According to Fomenko we know strictly NOTHING about the events that predate the X century A. D.

St Augustin was prescient when he spoke unto us: "be wary of mathematicians, particularly when they speak the truth."

25 of 30 found the following review helpful:


5The possible datings of the Biblical events  Jul 30, 2005 By Chris Marlowe
We all know the Biblical tale of Moses upon the fiery mountain. We also know the one about the cities of the plain destroyed in a fiery hailstorm.

The believers school of thought accepts everything the Bible says without questioning, whereas the vehement atheists school of thought renounces everything the Book has to say as nonsense, absurdity and malignant spells and stamps it as "A Collection of Writings of Unknown Date and Authorship Rendered into English From Supposed Copies of Supposed Originals Unfortunately Lost."

The rational person tries to think of what the ancient author(s) could really be referring to. Volcanoes? But there aren't any active volcanoes anywhere in the Middle East - nor Northern Africa.

However, there is an exception Vesuvius in Italy. It is at a considerable distance from Palestine, granted. There is one scientist who is brave enough to make the heretical presumption that the real events that became reflected in the Bible really took place elsewhere and some other time. Are the steps of the stoning crowd heard already?

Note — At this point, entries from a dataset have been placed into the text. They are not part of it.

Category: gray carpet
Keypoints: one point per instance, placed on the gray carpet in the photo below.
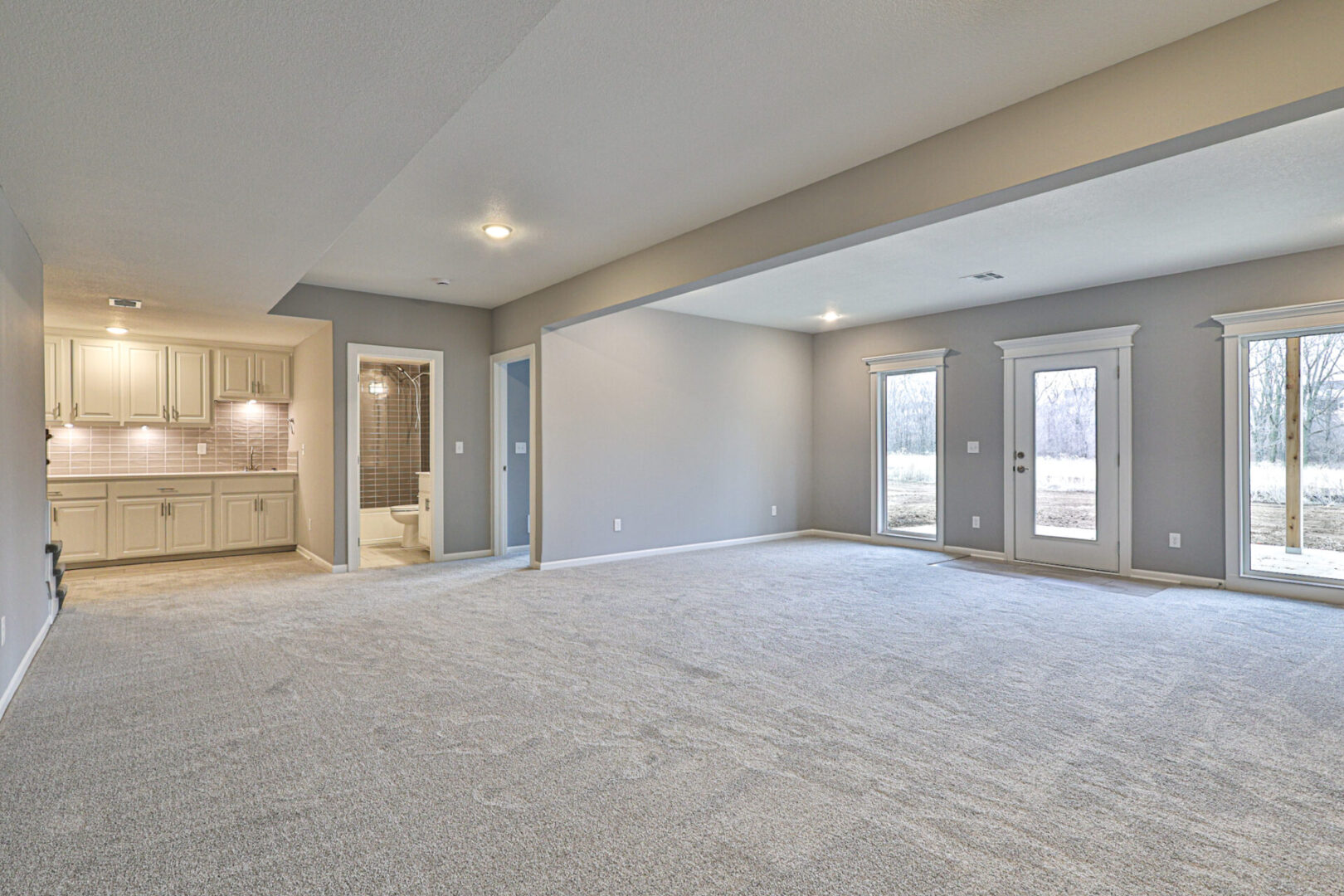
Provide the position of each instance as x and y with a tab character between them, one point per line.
789	718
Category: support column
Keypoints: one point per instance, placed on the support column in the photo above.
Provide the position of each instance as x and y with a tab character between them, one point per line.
1293	444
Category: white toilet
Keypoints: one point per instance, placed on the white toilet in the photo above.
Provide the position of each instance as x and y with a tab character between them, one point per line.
409	516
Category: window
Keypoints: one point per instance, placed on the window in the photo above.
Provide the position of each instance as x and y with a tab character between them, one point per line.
908	446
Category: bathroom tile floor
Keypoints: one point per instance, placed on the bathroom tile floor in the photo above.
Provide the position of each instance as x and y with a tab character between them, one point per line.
378	557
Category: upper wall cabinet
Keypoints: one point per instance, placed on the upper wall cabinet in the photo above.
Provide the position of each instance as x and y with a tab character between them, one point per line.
95	381
244	375
56	367
144	383
188	386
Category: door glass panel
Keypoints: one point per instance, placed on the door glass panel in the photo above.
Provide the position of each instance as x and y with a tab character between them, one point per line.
1296	477
912	461
1066	453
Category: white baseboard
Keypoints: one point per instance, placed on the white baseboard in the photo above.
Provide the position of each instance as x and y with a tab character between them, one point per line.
1177	578
675	548
977	553
468	555
23	666
308	555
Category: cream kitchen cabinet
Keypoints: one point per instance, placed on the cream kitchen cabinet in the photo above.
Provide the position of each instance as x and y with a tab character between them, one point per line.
245	375
95	381
190	401
144	383
56	367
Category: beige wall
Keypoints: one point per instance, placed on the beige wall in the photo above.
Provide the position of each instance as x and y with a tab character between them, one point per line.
23	479
312	410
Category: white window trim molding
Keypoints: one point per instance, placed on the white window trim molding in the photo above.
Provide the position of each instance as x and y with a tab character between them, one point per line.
1238	329
1107	338
933	359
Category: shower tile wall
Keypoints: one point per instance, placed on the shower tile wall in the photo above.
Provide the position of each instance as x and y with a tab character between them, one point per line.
392	449
173	449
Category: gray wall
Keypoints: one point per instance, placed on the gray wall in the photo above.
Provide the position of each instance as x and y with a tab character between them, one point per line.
23	477
312	410
519	414
464	336
689	429
1177	399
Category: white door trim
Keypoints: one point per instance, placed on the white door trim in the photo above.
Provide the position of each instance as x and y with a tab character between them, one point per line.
499	449
1116	338
353	351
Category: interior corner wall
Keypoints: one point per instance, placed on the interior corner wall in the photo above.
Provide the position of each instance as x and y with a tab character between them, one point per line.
684	427
464	336
23	476
312	410
1177	387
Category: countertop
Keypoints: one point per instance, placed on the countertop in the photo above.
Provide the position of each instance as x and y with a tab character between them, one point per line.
100	477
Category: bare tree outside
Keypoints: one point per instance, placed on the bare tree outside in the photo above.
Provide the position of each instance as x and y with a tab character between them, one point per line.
1322	448
912	442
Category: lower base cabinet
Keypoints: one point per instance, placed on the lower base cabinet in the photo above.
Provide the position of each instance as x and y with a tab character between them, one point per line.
81	525
143	519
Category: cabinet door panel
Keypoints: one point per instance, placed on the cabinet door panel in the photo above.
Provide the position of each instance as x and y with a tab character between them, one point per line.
82	528
97	381
277	519
56	377
188	384
144	383
273	377
236	373
190	524
139	527
236	522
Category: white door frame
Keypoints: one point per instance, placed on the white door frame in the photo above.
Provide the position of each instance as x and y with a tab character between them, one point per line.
499	448
353	353
1118	338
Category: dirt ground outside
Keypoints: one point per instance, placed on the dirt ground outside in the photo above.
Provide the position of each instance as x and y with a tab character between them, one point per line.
1322	525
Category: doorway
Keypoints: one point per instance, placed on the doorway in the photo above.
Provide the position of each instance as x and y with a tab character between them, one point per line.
514	470
394	457
1066	445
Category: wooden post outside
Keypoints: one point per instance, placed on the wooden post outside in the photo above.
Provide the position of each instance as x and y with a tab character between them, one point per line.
1293	444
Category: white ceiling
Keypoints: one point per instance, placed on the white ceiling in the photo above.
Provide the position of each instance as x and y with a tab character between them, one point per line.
205	155
1273	192
616	125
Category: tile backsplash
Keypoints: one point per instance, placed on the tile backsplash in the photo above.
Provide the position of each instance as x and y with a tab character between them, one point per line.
173	449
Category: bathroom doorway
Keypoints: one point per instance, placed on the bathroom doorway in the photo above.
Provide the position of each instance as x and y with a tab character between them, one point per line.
394	457
514	473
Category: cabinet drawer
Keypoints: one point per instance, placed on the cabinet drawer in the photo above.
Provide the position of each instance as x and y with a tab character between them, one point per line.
58	490
160	488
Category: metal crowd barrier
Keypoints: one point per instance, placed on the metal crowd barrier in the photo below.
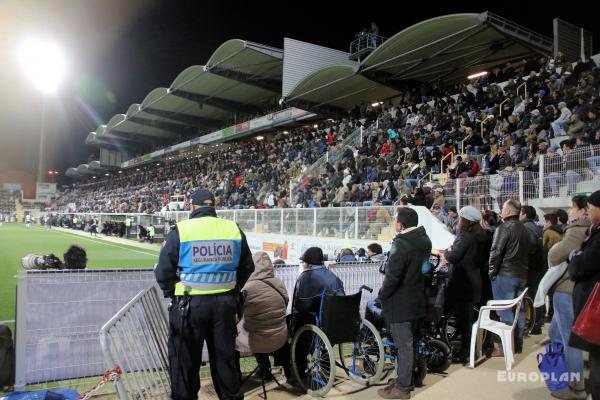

If not, it must certainly be stampeding the paper trail of Anatoly Fomenko, one of the world's greatest living mathematicians and the author of the presumptions cited above. The second of seven volumes in his monumental tractate entitled "History: Fiction or Science?" has just come out in English, and it's the most sensational thing since genetic engineering!

For the first time ever exact science extracts from the Bible eventual dates and places where events of the Kingdoms of Judah and Israel have taken place. This volume delivers more in couple of chapters than biblical archeology in the past 200 years.

26 of 32 found the following review helpful:


5a detailed timeline of classical history--- quite different from the conventional one  Jul 20, 2005 By Timothy Horrigan "Tim Horrigan"
This is the second volume in a projected 7-volume series. It's not quite as much fun as the first volume, where Dr. Fomenko outlined his radical historical theories. This is something of an appendix to volume 1, showing how the timelines of the "First" through "Third" Roman empires, ancient Egypt, ancient Greece, and the Bible are all reflections of events which took place in socalled "Medieval" times. The reason pre-1600 history tends to move in cycles of about 350 years (punctuated by Dark Ages) is, we are told, because there only is about 350 years of pre-1600 history in the first place.

Since I went through the Columbia University's "Contemporary Civilization" program as an undergraduate, I was personally amused to see that two Classical Greek writers who were conventionally viewed as being ancient and historically inaccurate (though still great)-- i.e., Homer and Herodotus--- are viewed here as being relatively recent and accurate (as well as great.)

Fomenko's timeline becomes even more radical in this book: for example, Fomenko now tells us that Jesus probably lived in the 1100s, not the 1000s. And he was Russian.

We have a few volumes left before Fomenko gets around to British and American history.

10 of 11 found the following review helpful:


5Suprise! Suprise!  Mar 22, 2007 By J. van Gompel
Here is a serie of books which turns "the whole world" upside down. I learned a lot of it and I hope that a new book from A.T. Fomenko will follow very quick. A absolute must for everybody who is interested in history or even a little bit from it.